The Unsung Success of CAN-SPAM
In today’s debate around Do Not Track, detractors frequently make a comparison to the CAN-SPAM Act and how it failed to stop spam. Indeed, in 2010 an average of 183 billion spam emails were sent per day, so clearly the law was thoroughly ineffective.
Or was it?
Decrying the effect of CAN-SPAM by looking at the total number, or even the percentage, of spam emails betrays a lack of understanding of what the Act was intended to do and how laws operate in general. Clearly, the Act does nothing to deter spammers in Ukraine or China; it’s not like the legislators were oblivious to this. To understand the positive effects that CAN-SPAM has had, it is necessary to go back to 2003 and see why spam filters weren’t working very well back then.
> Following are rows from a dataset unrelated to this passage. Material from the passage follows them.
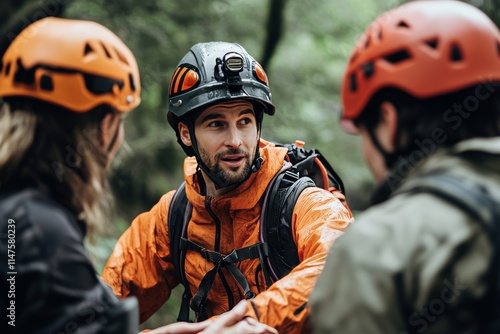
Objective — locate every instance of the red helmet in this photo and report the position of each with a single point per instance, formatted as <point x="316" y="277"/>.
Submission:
<point x="75" y="64"/>
<point x="426" y="48"/>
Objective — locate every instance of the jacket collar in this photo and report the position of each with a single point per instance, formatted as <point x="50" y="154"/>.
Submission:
<point x="245" y="196"/>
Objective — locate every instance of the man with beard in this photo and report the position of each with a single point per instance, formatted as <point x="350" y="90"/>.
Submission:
<point x="218" y="97"/>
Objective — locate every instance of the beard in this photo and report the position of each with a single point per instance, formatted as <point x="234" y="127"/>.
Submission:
<point x="228" y="176"/>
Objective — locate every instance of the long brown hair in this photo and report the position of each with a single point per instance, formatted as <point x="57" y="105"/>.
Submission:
<point x="58" y="152"/>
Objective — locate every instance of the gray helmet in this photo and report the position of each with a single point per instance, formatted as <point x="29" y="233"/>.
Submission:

To a first approximation, a spam filter, like all machine learning-based “classifiers,” works by representing an email as a point in a multi-dimensional space and looking at which side of a surface (such as a “hyperplane”) it falls on. The hyperplane is “learned” by looking at already-classified emails. When you click the “report spam” button, you’re “training” this classifier, and it tweaks the hyperplane to become slightly more accurate in the future.
For emails that look obviously like spam, the classifier will never make a mistake, no matter how many millions of them it sees. The emails that it has trouble with are those that have some properties of ham and some properties of spam — those close to the boundary.
It is difficult for spammers to make their emails look legitimate, because ultimately they need to sell you a penis-enlargement product or whatever other scam they’re peddling. Back in the good old days when spam filters were hand-coded, they’d use tricks like replacing the word Viagra with Vi@gra. But the magic of machine learning ensures that modern filters will automatically update themselves very quickly.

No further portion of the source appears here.